Molto meno e molto più, dipende da cosa si ascolta. Una corda sottile riduce la componente di basse frequenze, creando un timbro più asciutto e definito. Questo può risultare utile nelle ritmiche ad alto gain, dove il rischio di impastare è sempre dietro l’angolo. Una muta pesante, invece, può regalare un sustain più marcato e una risposta più stabile se si ha una plettrata energica.
La percezione del cambiamento, però, è spesso legata al tocco. Chi prova per la prima volta un set leggero tende a “spaventarsi”, come se avesse troppa potenza rispetto alla risposta della corda. È una sensazione temporanea: quando la mano si rilassa, emergono una chiarezza inattesa e una maggiore facilità di controllo.

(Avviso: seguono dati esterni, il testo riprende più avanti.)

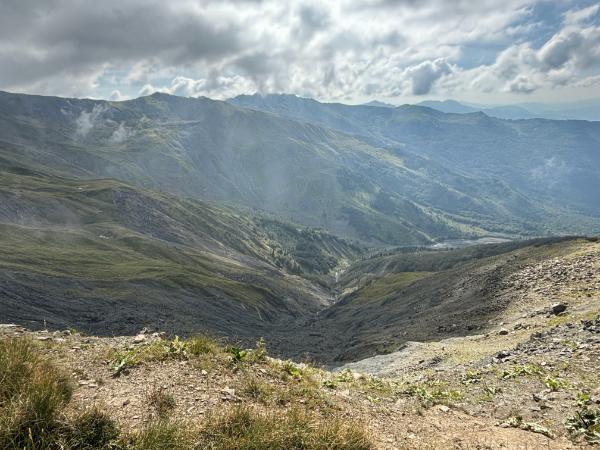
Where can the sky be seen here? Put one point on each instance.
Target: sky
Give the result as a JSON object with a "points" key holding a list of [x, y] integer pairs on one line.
{"points": [[352, 51]]}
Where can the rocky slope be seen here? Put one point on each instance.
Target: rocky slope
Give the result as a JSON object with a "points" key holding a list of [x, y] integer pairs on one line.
{"points": [[525, 378]]}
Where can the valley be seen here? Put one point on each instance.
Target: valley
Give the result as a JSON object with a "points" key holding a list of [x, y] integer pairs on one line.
{"points": [[272, 261]]}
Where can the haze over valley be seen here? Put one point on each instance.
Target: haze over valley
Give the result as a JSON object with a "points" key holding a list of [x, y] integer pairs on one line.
{"points": [[250, 225]]}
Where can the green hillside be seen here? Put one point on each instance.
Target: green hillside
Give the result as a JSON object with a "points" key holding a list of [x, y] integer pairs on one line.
{"points": [[301, 172], [107, 257]]}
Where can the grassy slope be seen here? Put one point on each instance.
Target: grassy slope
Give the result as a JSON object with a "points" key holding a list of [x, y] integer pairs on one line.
{"points": [[553, 163], [74, 250], [310, 174]]}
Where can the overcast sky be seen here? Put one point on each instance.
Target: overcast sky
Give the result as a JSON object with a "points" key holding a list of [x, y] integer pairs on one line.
{"points": [[399, 51]]}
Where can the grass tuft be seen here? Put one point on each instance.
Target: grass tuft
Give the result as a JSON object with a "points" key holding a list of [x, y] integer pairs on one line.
{"points": [[246, 428]]}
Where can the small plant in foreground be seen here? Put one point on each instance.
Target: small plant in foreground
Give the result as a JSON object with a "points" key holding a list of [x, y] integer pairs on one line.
{"points": [[586, 423], [521, 370], [554, 384], [245, 428], [160, 402]]}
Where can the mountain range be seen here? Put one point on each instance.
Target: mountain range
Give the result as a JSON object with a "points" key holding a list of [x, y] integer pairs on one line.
{"points": [[587, 110], [267, 215]]}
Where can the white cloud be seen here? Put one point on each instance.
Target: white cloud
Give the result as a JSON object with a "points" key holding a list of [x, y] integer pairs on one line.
{"points": [[343, 50]]}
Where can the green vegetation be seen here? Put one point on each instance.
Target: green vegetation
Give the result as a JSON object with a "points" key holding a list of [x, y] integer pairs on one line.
{"points": [[434, 392], [244, 428], [518, 370], [35, 397], [585, 422], [160, 350], [518, 422]]}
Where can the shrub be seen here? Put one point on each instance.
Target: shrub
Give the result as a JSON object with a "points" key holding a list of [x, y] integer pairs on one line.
{"points": [[160, 402], [160, 435], [92, 430], [200, 345], [585, 422]]}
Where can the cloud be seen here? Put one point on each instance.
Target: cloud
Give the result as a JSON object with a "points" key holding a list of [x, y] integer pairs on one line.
{"points": [[344, 50], [422, 76], [87, 120], [121, 134]]}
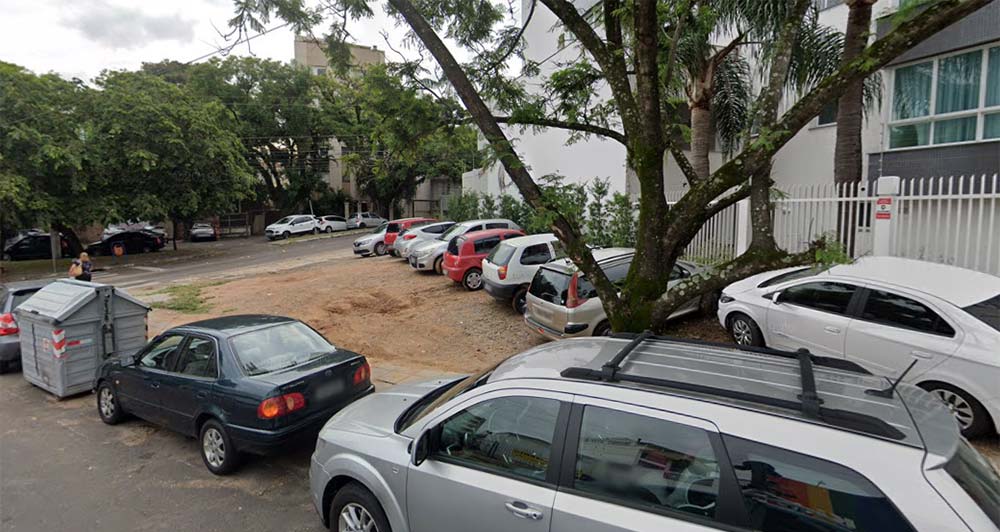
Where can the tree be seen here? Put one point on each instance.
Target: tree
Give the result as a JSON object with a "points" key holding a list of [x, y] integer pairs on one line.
{"points": [[624, 40], [163, 153], [42, 137]]}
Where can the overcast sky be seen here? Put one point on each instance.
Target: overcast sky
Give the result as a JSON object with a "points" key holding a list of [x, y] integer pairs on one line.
{"points": [[79, 38]]}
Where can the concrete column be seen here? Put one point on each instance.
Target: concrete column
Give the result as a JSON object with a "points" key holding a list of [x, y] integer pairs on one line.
{"points": [[886, 190]]}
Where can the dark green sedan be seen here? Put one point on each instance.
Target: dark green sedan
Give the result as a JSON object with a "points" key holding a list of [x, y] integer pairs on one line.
{"points": [[240, 384]]}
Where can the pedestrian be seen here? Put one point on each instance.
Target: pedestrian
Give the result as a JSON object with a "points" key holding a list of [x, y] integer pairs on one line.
{"points": [[80, 269]]}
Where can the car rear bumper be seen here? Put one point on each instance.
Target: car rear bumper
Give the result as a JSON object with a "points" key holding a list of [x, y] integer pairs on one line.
{"points": [[500, 292], [269, 442]]}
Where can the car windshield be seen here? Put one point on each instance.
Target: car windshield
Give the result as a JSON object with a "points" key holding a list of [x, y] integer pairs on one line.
{"points": [[279, 347], [987, 311], [978, 478], [501, 254]]}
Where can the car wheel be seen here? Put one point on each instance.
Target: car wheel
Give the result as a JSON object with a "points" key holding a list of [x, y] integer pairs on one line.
{"points": [[473, 279], [355, 509], [970, 413], [603, 329], [520, 301], [107, 404], [745, 331], [217, 450]]}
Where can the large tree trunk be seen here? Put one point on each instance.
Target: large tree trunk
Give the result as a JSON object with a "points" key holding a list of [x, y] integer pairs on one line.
{"points": [[850, 108]]}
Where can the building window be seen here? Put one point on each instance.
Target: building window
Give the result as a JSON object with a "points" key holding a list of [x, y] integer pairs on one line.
{"points": [[945, 100]]}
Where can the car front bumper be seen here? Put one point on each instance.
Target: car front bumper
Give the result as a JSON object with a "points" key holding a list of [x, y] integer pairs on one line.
{"points": [[268, 442], [500, 292]]}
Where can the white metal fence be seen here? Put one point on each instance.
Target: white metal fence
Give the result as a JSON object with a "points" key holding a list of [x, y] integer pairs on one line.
{"points": [[951, 220]]}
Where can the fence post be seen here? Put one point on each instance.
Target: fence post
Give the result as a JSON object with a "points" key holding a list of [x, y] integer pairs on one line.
{"points": [[742, 226], [886, 189]]}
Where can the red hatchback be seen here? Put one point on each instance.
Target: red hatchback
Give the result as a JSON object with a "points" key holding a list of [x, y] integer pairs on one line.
{"points": [[398, 226], [463, 262]]}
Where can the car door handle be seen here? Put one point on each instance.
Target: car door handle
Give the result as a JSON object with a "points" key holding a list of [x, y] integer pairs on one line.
{"points": [[519, 509]]}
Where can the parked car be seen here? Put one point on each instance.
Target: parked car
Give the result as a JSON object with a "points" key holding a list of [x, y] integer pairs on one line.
{"points": [[33, 245], [412, 237], [463, 260], [133, 242], [372, 243], [11, 296], [430, 254], [510, 267], [240, 384], [398, 226], [885, 313], [203, 232], [364, 219], [331, 223], [562, 303], [646, 435]]}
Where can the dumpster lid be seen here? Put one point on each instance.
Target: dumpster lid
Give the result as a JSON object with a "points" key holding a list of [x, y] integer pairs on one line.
{"points": [[59, 300]]}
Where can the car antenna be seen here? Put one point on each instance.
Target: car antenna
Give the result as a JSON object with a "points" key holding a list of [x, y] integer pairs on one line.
{"points": [[887, 393]]}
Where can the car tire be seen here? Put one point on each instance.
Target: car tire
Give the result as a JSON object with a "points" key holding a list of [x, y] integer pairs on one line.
{"points": [[972, 417], [520, 301], [473, 279], [744, 331], [354, 503], [107, 404], [217, 450]]}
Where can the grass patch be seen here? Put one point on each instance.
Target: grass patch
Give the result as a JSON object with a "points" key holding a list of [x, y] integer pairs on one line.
{"points": [[184, 298]]}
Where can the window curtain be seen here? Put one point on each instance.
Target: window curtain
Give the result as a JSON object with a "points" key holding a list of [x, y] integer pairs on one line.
{"points": [[911, 94], [993, 78], [958, 82]]}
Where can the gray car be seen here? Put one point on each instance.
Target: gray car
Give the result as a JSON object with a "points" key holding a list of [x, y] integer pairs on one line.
{"points": [[429, 255], [646, 434], [11, 296], [562, 303]]}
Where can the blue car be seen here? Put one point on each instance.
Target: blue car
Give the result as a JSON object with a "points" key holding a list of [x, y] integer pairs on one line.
{"points": [[240, 384]]}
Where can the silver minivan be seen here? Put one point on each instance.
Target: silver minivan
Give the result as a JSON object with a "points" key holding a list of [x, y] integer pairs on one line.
{"points": [[646, 434], [562, 303]]}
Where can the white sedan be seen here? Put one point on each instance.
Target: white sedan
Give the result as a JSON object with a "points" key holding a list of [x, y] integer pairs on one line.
{"points": [[885, 313]]}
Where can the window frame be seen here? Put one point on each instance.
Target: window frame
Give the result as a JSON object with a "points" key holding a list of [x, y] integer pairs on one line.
{"points": [[866, 291], [731, 513], [980, 112]]}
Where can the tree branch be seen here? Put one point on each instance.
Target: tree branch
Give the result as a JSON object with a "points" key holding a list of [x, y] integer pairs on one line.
{"points": [[560, 124]]}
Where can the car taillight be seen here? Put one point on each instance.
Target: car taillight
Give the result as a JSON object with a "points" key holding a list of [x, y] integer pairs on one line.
{"points": [[273, 407], [362, 374], [7, 325], [573, 299]]}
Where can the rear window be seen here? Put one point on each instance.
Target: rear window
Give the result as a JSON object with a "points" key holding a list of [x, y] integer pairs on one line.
{"points": [[550, 285], [801, 273], [988, 311], [279, 347], [978, 478], [501, 254]]}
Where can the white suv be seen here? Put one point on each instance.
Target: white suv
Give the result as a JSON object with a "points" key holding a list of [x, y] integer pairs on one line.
{"points": [[297, 224], [510, 267], [645, 434], [887, 314]]}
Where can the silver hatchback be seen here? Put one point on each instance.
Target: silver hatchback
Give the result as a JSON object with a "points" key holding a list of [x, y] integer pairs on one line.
{"points": [[647, 434]]}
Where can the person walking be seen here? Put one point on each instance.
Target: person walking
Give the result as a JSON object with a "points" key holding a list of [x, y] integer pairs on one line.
{"points": [[81, 267]]}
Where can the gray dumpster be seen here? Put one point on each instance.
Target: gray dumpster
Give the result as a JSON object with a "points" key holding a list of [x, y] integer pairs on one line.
{"points": [[70, 327]]}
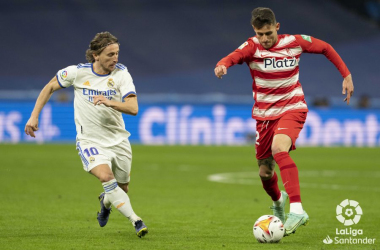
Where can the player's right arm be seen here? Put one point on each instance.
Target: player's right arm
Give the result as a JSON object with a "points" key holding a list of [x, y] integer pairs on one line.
{"points": [[239, 56], [32, 124]]}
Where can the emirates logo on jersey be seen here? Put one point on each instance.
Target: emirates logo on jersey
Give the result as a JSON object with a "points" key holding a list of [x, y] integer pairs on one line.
{"points": [[272, 63], [110, 83]]}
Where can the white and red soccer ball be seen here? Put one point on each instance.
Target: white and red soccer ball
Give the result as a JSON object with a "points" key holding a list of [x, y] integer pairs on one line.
{"points": [[268, 229]]}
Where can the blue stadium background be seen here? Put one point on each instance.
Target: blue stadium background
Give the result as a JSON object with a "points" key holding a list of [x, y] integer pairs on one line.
{"points": [[171, 48]]}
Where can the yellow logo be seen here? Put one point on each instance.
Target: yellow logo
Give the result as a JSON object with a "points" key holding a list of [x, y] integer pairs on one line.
{"points": [[110, 83], [264, 224]]}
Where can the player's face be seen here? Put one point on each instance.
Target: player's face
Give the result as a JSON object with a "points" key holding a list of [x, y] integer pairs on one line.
{"points": [[267, 35], [108, 58]]}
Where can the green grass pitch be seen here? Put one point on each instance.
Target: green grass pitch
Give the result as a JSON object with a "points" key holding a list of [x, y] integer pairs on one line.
{"points": [[49, 202]]}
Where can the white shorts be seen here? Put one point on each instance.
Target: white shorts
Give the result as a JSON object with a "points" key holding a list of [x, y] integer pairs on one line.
{"points": [[118, 158]]}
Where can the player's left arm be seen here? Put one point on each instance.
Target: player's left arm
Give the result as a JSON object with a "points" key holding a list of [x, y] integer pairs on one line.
{"points": [[129, 106], [313, 45]]}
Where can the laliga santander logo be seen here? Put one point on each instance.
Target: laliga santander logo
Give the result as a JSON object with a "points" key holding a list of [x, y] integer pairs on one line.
{"points": [[349, 212]]}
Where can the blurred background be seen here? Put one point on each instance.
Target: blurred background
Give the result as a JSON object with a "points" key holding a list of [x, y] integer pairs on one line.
{"points": [[171, 49]]}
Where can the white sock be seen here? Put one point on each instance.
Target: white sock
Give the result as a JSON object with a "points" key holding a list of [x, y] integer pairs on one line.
{"points": [[296, 207], [107, 203], [278, 202], [119, 199]]}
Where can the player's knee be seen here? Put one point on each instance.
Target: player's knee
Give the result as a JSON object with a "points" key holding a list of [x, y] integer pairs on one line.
{"points": [[105, 177], [266, 168], [265, 174], [124, 186], [277, 149]]}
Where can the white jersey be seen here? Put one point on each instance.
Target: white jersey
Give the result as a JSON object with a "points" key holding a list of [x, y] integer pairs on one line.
{"points": [[100, 124]]}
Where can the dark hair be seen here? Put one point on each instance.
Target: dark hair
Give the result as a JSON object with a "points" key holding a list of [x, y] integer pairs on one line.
{"points": [[98, 44], [262, 16]]}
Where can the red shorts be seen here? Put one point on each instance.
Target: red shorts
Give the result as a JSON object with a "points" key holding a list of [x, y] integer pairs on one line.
{"points": [[290, 124]]}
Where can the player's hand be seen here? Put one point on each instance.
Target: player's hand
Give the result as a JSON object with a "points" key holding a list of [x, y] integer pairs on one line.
{"points": [[220, 71], [100, 99], [348, 87], [31, 126]]}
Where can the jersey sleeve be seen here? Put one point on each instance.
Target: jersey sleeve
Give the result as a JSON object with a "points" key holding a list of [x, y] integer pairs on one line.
{"points": [[126, 85], [310, 44], [240, 55], [66, 76]]}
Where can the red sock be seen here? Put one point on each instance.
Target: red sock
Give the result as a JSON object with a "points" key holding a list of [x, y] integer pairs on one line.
{"points": [[271, 187], [289, 175]]}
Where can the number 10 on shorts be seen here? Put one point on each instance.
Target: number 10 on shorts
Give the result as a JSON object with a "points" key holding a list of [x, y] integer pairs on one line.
{"points": [[91, 151]]}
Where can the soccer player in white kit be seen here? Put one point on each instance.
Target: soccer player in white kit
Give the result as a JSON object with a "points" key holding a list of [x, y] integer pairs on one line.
{"points": [[103, 90]]}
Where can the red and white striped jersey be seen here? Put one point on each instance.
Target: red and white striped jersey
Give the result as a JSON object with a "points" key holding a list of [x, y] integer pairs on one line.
{"points": [[275, 72]]}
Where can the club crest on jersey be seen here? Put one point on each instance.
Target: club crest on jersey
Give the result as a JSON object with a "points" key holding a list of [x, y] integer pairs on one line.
{"points": [[110, 83], [243, 45], [63, 75], [278, 64]]}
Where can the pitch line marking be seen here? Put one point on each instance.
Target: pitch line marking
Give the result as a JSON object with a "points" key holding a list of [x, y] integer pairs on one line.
{"points": [[251, 178]]}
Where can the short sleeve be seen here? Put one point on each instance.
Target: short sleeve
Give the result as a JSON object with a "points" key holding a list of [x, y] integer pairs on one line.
{"points": [[66, 76], [126, 85]]}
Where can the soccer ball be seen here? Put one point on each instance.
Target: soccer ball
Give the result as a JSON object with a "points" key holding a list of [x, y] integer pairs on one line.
{"points": [[268, 229]]}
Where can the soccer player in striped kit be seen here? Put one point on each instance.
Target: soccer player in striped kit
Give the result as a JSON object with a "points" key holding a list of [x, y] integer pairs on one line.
{"points": [[280, 108], [103, 90]]}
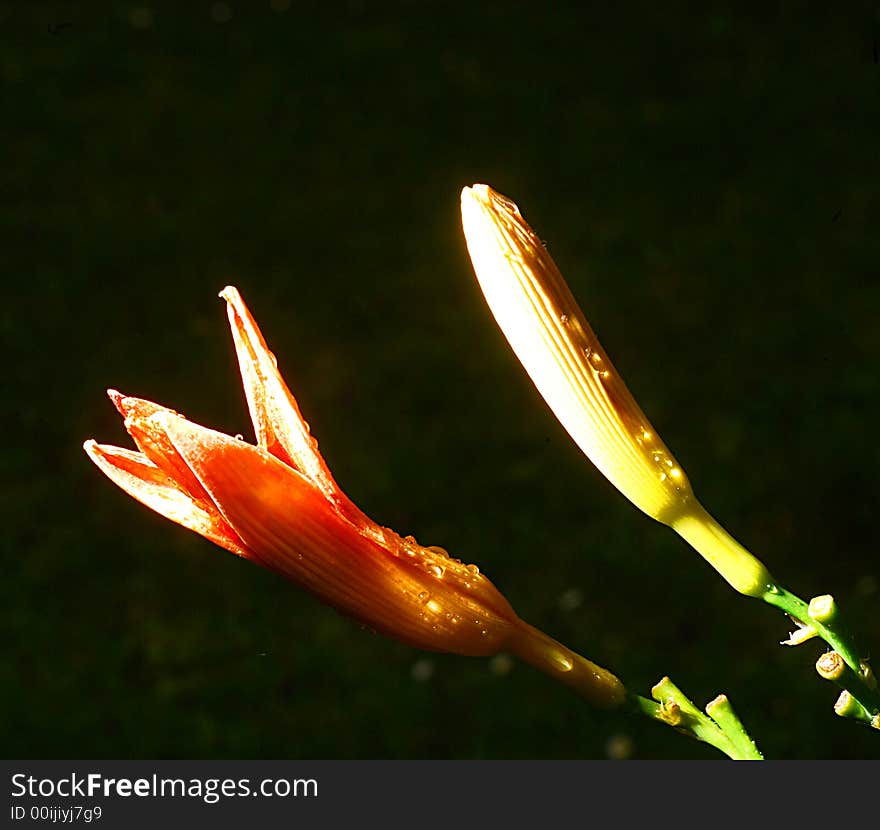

Senza contare la possibilità di suonare fraseggi complessi o fare bending di un tono e mezzo o due toni con metà della fatica (e maggiore espressività).
E se la scelta dipendesse più dalle mani che dal metallo?
Quindi il senso di questo articolo è farvi abbandonare le corde grosse? Sia mai!
Ci sono tantissimi motivi in cui ognuno può preferire scalature di corde di dimensioni maggiori del normale, oppure, forse ancora meglio, creare la propria muta di corde mischiando vari gauge.
Sono tanti i chitarristi famosi che, ad esempio, prediligono corde grosse per quanto riguarda le avvolte e corde fini per le prime tre corde, così da avere potenza sonora sui riff e bending sui soli comunque senza fatica. Zakk Wylde ad esempio usa spesso mute di corde miste 010-060.
Il senso dell’articolo, invece, rivolgendoci in particolare ai più inesperti, è quello di non farsi condizionare dalle mode, dall’esempio di qualche proprio idolo e, meno che mai, dai giudizi di qualche amico o compagno di band che pensa che la propria virilità sia direttamente proporzionale alla misura delle corde che monta (p.s. stesso identico discorso per quanto riguarda lo spessore del plettro).
Alla fine, il fattore più sottovalutato resta sempre e comunque il chitarrista. È una questione di equilibrio: ciò che funziona per uno può essere inutile per un altro.
Forse, più che chiedersi quale scalatura “suoni meglio”, potremmo iniziare a domandarci quale ci permette di suonare meglio. Le corde non misurano il valore del chitarrista; sono solo un mezzo per facilitare l’incontro tra mani e suono.